For the Favorite Poem Project, which is also a Bicentennial project of the Library, Mr. Pinsky has asked Americans to tell him what their favorite poem is and why it is important to them. He has received more than 15,000 responses and is culling them to produce an archives of 1,000 audio and 200 video tapes. He will present the tapes to the Library in April as one of the Library's Bicentennial "Gifts to the Nation." The tapes will augment the existing Archive of Recorded Poetry and Literature, which has recordings of 2,000 poets and authors reading their work, among them Robert Frost, Pablo Neruda and Gwendolyn Brooks.
The presentation of poetry readings will be made during a special Bicentennial conference on "Poetry and the American People: Reading, Performance and Publication." The conference will be held April 3-4, 2000, at the Library of Congress, and will include readings by the three Special Consultants and the Poet Laureate.
Prosser Gifford, director of the Office of Scholarly Programs, also praised Mr. Pinsky for the project. "Robert has caught -- embodied -- the power of poetry in his own life, and has emboldened and empowered others to find it in theirs," Mr. Gifford told the Coolidge auditorium audience. "His laureateship has been a time of growing, escalating public outreach. We have become aware that poetry inhabits lives we had not suspected, comforts those in trouble, sustains those in need, satisfies those who seek completeness of vision. We all harbor favorite poems."
If Mr. Pinsky had his way, everyone in America would have a notebook full of their favorite poems and they would often say them aloud. He brought his own notebook of 45 poems he admires to the informal talk with members of the Poetry and Meditation Forum, and encouraged members, as he does his graduate students at Boston University, to begin their own Favorite Poem notebooks.
"There's something on a deep anthropological level, something almost genetic or evolutionary [about saying poems you love aloud]. Certain cadences or phrases get under your skin and they become part of your emotional habitat -- like an amulet or medicine pouch carried on one's person. But instead of a literal medicine bag with stones or plants or trinkets, the power inheres in these specific, meaning grunts that have emotional resonance beyond their denotation."

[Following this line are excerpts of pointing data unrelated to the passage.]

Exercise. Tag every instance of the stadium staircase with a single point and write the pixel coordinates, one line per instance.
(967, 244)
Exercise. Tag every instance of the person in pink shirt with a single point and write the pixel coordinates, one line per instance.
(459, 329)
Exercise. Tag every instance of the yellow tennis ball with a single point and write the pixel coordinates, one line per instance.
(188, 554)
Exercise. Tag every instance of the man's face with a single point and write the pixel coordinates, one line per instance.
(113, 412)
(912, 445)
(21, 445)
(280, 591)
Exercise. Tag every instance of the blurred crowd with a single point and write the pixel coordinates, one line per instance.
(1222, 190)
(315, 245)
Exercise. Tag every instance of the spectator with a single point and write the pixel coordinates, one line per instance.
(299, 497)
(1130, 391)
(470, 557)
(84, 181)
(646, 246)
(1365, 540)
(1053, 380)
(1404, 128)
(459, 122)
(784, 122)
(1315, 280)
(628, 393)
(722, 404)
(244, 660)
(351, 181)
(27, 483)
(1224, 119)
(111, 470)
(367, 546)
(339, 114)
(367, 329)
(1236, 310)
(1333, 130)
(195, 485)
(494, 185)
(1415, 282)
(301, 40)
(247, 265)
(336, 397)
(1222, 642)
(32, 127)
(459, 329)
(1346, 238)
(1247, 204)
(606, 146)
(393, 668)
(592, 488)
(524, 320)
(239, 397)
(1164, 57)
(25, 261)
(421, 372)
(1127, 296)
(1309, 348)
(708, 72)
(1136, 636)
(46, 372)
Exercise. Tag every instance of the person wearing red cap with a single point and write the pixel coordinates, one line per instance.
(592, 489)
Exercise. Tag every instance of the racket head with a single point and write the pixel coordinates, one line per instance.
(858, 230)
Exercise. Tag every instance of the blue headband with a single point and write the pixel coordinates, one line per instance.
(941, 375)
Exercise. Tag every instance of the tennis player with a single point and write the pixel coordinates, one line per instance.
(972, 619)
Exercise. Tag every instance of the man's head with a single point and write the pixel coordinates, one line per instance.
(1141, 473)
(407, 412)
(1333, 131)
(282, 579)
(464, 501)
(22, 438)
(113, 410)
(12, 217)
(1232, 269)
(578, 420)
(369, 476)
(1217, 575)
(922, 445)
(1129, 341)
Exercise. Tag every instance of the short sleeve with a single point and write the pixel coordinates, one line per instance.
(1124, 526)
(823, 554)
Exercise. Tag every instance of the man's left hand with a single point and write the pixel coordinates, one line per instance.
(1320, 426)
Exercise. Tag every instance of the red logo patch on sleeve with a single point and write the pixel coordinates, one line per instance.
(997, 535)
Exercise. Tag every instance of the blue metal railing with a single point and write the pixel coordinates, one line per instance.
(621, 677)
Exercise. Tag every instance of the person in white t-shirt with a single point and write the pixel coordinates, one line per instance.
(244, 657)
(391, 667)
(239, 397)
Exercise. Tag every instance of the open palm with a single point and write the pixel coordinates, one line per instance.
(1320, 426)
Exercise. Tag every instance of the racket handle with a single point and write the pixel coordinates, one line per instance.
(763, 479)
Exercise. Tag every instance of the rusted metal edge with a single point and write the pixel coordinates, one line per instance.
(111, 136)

Mr. Pinsky teaches in the graduate creative writing program at Boston University. His most recent publications are The Handbook of Heartbreak: 101 Poems of Lost Love and Sorrow and The Sounds of Poetry: A Brief Guide, which Mr. Pinsky describes as "a brief, plain book about how to hear poems."
His other works include the collections of his poetry Sadness and Happiness (1975); An Explanation of America (1980), awarded the Saxifrage Prize as the year's best volume of poetry from a small or university press; History of My Heart (1984), which won the William Carlos Williams Prize in 1995; The Want Bone (1990); and The Figured Wheel: New and Collected Poems, 1966-1996 (1995). His verse translation of The Inferno of Dante (1994) was awarded the Los Angeles Times Book Prize in poetry and the Harold Morton Landon Translation Award.
Having served as poetry editor of The New Republic through much of the 1980s, he is currently poetry editor of the weekly Internet magazine Slate, and a contributor to "The NewsHour with Jim Lehrer" on PBS television, reading poems related to current events. Mr. Pinsky has also introduced several recordings of Favorite Poem Project volunteers on "Anthem," a weekly program on National Public Radio.
Ms. French is a public affairs specialist in the Public Affairs Office.